Ever since deposing Doug Logan as CEO nearly 18 months ago, USA Track and Field has been led only by an “acting” CEO, Mike McNees. It’s a weird situation to have an “acting” leader for that long.
Last May, I reported a rumor I got from Garry Hill, managing editor of Track and Field News, which is that the position will be filled after the 2012 Olympic Trials. Not Olympic Games, but Olympic Trials. Hill speculated that the reason for the wait is that the “perfect candidate” would not be available until then, which led me to speculate that the person in question is none other than Vin Lananna, Oregon head coach and co-chair of the Olympic Trials organizing committee.
A lot of speculation there. But it did turn out that Lananna met with USATF and initially accepted the job but quickly changed his mind. I have not forgotten this, especially during the various brouhahas that erupted around USATF in the last few months.

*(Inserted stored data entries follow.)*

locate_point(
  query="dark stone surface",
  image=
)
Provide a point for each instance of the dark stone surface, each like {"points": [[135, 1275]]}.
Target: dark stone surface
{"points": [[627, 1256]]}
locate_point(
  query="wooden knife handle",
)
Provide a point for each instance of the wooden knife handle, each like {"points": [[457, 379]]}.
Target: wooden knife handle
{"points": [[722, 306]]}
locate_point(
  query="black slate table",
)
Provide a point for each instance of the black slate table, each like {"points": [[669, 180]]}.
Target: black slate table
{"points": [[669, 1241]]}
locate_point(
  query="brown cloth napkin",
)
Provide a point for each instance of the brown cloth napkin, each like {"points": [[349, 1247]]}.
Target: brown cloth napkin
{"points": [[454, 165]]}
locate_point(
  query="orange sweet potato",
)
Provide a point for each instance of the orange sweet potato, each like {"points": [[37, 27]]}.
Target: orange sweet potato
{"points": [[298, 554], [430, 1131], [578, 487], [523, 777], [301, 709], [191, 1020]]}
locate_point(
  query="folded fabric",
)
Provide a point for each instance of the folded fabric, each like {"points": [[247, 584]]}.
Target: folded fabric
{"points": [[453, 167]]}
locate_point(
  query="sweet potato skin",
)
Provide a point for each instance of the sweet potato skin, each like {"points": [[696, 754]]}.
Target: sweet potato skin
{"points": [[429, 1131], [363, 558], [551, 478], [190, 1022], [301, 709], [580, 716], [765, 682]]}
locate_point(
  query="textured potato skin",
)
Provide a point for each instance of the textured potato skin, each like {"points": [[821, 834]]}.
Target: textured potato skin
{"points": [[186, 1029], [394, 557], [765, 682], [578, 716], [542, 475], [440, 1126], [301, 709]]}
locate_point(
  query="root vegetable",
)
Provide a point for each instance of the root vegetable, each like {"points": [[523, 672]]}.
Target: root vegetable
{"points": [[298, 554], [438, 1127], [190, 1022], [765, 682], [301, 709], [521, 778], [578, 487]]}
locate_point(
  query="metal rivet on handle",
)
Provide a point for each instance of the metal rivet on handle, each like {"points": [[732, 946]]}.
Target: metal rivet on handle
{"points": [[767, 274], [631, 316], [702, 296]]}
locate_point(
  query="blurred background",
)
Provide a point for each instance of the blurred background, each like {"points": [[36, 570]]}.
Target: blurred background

In this context, I found the headline yesterday to Ken Goe’s Oregon daily track & field rundown very interesting. It asks “What’s left on Vin Lananna’s ‘to do’ list at Oregon?”, and the accompanying writeup says the lone thing missing is an NCAA Outdoor Championships team title. It sounds almost as if he’s ready to close up shop and move on, and needs to finish up tasks before he does. Whether or not that’s actually the case is more speculation, but it struck me that way.
This is Lananna’s seventh year at Oregon. Before that, he was Athletic Director at Oberlin College for two years (2003-2005), head coach at Stanford for eleven years (1992-2003), head coach at Dartmouth for eleven years (1980-1992), and head coach at C.W. Post (1975-1980). He doesn’t settle in one place and stay there, so no one should be surprised if he takes off from Oregon to do something else.
The other thing that makes me think that Lananna might be moving on is the lack of any decisions regarding future Olympic Trials and USATF Championships. By this time four years ago, we already knew that the 2012 Trials would be in Eugene, but right now we have no idea where the 2016 Trials will be. Future USATF outdoor championships sites are similarly up in the air. If Lananna were to remain at Oregon, it’s likely we’d already know if these meets will be in Oregon or not.
Would Lananna as CEO be good for track and field in the USA? Almost assuredly. He is known as a very good coach, but even more than that he has always been an organizer. He put on an Olympic Trials that one writer likened to “track and field going back to church” in that it offered soul-raising support to help a troubled sport get back on its feet. He’s put on great championship meets at Oregon and Stanford and brought the IAAF Grand Prix series to northern California. He created Stanford’s Farm Team and the Oregon Track Club Elite, both hugely important vehicles for getting US distance running back to group training and international competitiveness. He won the bid that will bring the first IAAF World Series “stadium” event to the USA (the 2014 World Junior Championships), and while at Stanford he got this close to winning an IAAF World Championships bid. His close ties to Nike’s Phil Knight are a major asset, and decades on university campuses must have taught him the skills to deal with the kind of administration and bureaucracy he’ll face at USATF.
Oregon track will go on being successful, with or without Lananna. The support systems first dreamed up by Bill Bowerman have been revived, strengthened and expanded under Lananna. Eugene will still be a destination for track fans of every stripe. But domestic track on the pro level desparately needs his leadership.